Después de alumbrar a un héroe convertido en arquetipo universal, o lo que es más terrible, en lugar común de tantos no-lectores (o lectores de un solo libro), es muy difícil que un escritor vuelva a ser el mismo. Cuando las proporciones del fenómeno se disparan como a él le sucedió, quizá sea inevitable transformarse en alguien un poco anormal.

El segundo fantasma acabó siendo él mismo. Lo levantó a pulso, con su respuesta tan denodadamente huraña a la celebridad, llevada al extremo de convertirse en el ogro de referencia, lo que le exponía a que le pasara lo que al final le pasó. Desde esas memorias de la hija, puro pasto para buitres, hasta los chismorreos y los tópicos banales sobre su misantropía.

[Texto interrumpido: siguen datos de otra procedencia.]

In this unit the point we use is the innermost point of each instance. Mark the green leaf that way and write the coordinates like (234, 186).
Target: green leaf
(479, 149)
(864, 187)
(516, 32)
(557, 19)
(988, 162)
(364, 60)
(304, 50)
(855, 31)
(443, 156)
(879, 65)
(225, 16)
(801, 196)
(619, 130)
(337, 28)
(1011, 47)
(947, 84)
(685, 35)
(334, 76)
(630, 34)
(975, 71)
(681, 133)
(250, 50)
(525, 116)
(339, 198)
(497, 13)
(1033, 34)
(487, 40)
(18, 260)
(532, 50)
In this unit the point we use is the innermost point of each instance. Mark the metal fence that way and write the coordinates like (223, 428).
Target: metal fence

Ahora que se ha muerto, quizá sea el momento de recuperarlo, libre al fin de esos dos fantasmas que en vida no lo dejaron en paz. Queda aún, para muchos, la opción de descubrir a otro Salinger. No el pobre autor rehén de una novela mítica y resobada, no el eremita gruñón; sino el narrador insólito y portentoso que, por ejemplo, publicaba el 8 de abril de 1950 en The New Yorker uno de los relatos más formidables escritos en el siglo XX: Para Esmé, con amor y sordidez.

Viajen a esas páginas (no es difícil encontrarlas) y déjense deslumbrar por el cuentista insolente que formulara, todavía libre del peso de su leyenda, desde el desparpajo y la verdad que el tiempo se ocuparía vilmente de arrebatarle, esa brava y ejemplar declaración de intenciones: “Si estas notas procuran uno o dos momentos de incomodidad, mucho mejor. Aquí nada va con afán de complacer”.